A l’instar du premier confinement, beaucoup s’interrogent. Aurait-il été possible d’éviter cette deuxième vague ou tout au moins les mesures très restrictives qui s’imposent aujourd’hui ?
Les nombreux experts qui dès le lendemain de la levée du confinement ont régulièrement prévenu du risque d’une deuxième vague et qui ont d’abord été moqués pour leur pusillanimité ne peuvent que constater, parfois avec regret, que leurs prédictions se sont avérées fondées.
Faut-il cependant considérer qu’ils avaient raison trop tôt où que leur raisonnement a fini par se révéler justifié dans un second temps ?
Riposte trop graduée
Ainsi, l’heure, semble être à la recherche, vaine sans doute, des responsabilités. Le gouvernement est en première ligne dans cette quête. Ce dernier se dédouane en observant :
« Tout le monde avait intégré le risque d’une deuxième vague, mais personne n’avait prévu une flambée si violente et si rapide » s’est par exemple défendu le Premier ministre, Jean Castex.
Pourtant, dès la mi-septembre, certains épidémiologistes, dont Catherine Hill, présentaient des projections qui sont assez proches de la situation actuelle.
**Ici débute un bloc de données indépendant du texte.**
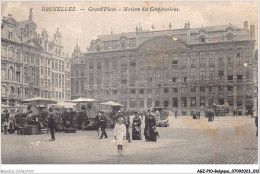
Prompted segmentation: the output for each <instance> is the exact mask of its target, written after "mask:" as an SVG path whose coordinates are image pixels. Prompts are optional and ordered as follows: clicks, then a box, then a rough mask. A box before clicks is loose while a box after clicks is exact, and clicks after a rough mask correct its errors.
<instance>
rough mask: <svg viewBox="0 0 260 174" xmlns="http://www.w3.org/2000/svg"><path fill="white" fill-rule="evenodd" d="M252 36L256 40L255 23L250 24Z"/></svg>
mask: <svg viewBox="0 0 260 174" xmlns="http://www.w3.org/2000/svg"><path fill="white" fill-rule="evenodd" d="M250 37H251V39H252V40H255V26H254V25H252V24H251V25H250Z"/></svg>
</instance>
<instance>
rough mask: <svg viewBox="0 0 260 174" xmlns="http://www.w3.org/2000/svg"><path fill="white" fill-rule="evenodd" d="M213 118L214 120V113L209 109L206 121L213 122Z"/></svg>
mask: <svg viewBox="0 0 260 174" xmlns="http://www.w3.org/2000/svg"><path fill="white" fill-rule="evenodd" d="M213 120H214V113H213V111H212V110H210V111H209V115H208V122H213Z"/></svg>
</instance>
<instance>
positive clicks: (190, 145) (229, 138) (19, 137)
mask: <svg viewBox="0 0 260 174" xmlns="http://www.w3.org/2000/svg"><path fill="white" fill-rule="evenodd" d="M142 128H144V124H143V125H142ZM158 130H159V134H160V138H159V139H158V141H157V142H145V140H135V141H133V142H132V143H127V145H126V146H125V147H124V156H122V157H118V156H117V147H116V144H115V143H114V142H113V131H112V130H108V131H107V133H108V136H109V138H108V139H102V140H100V139H97V133H96V131H77V133H75V134H73V133H71V134H67V133H56V141H53V142H50V141H48V140H49V138H50V134H46V133H45V134H41V135H29V136H27V135H24V136H21V135H17V134H12V135H9V134H8V135H4V134H3V133H2V163H4V164H69V163H71V164H257V162H258V161H257V156H258V155H257V152H258V145H257V143H258V142H257V137H256V136H255V133H256V127H255V124H254V119H251V118H250V117H245V116H240V117H232V116H228V117H219V118H215V121H214V122H207V120H206V118H205V117H201V120H192V118H191V117H184V116H183V117H178V118H174V117H170V127H167V128H165V127H162V128H158ZM142 131H143V130H142ZM142 134H143V132H142ZM143 138H144V137H143Z"/></svg>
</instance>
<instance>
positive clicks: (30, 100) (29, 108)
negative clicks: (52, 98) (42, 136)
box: [17, 97, 57, 135]
mask: <svg viewBox="0 0 260 174" xmlns="http://www.w3.org/2000/svg"><path fill="white" fill-rule="evenodd" d="M22 102H23V103H24V104H25V105H27V110H26V113H24V114H21V117H20V123H18V122H17V133H18V134H21V135H34V134H40V133H41V131H42V129H44V127H47V126H48V124H47V116H48V108H47V107H48V105H49V104H54V103H57V102H56V101H55V100H52V99H46V98H42V97H33V98H29V99H25V100H23V101H22ZM17 120H18V119H17Z"/></svg>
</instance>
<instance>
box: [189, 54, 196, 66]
mask: <svg viewBox="0 0 260 174" xmlns="http://www.w3.org/2000/svg"><path fill="white" fill-rule="evenodd" d="M197 57H198V55H197V53H196V52H191V57H190V63H191V64H196V61H197Z"/></svg>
Cependant, la nécessité de conserver des distances avec certaines modélisations pouvait être également une leçon légitimement retenue des premières heures de l’épidémie.
Par ailleurs, si l’on peut reprocher au gouvernement un défaut d’anticipation, on ne peut complètement critiquer sa volonté de reprendre une vie économique et sociale plus proche de la normale et d’avoir arbitré entre les enjeux sanitaires et les autres considérations également très importantes.
Enfin, l’inefficacité des mesures qui ont été prises ne doit pas faire oublier que la vigilance des pouvoirs publics est demeurée soutenue tout au long des derniers mois, quels qu’aient été les chiffres de mortalité.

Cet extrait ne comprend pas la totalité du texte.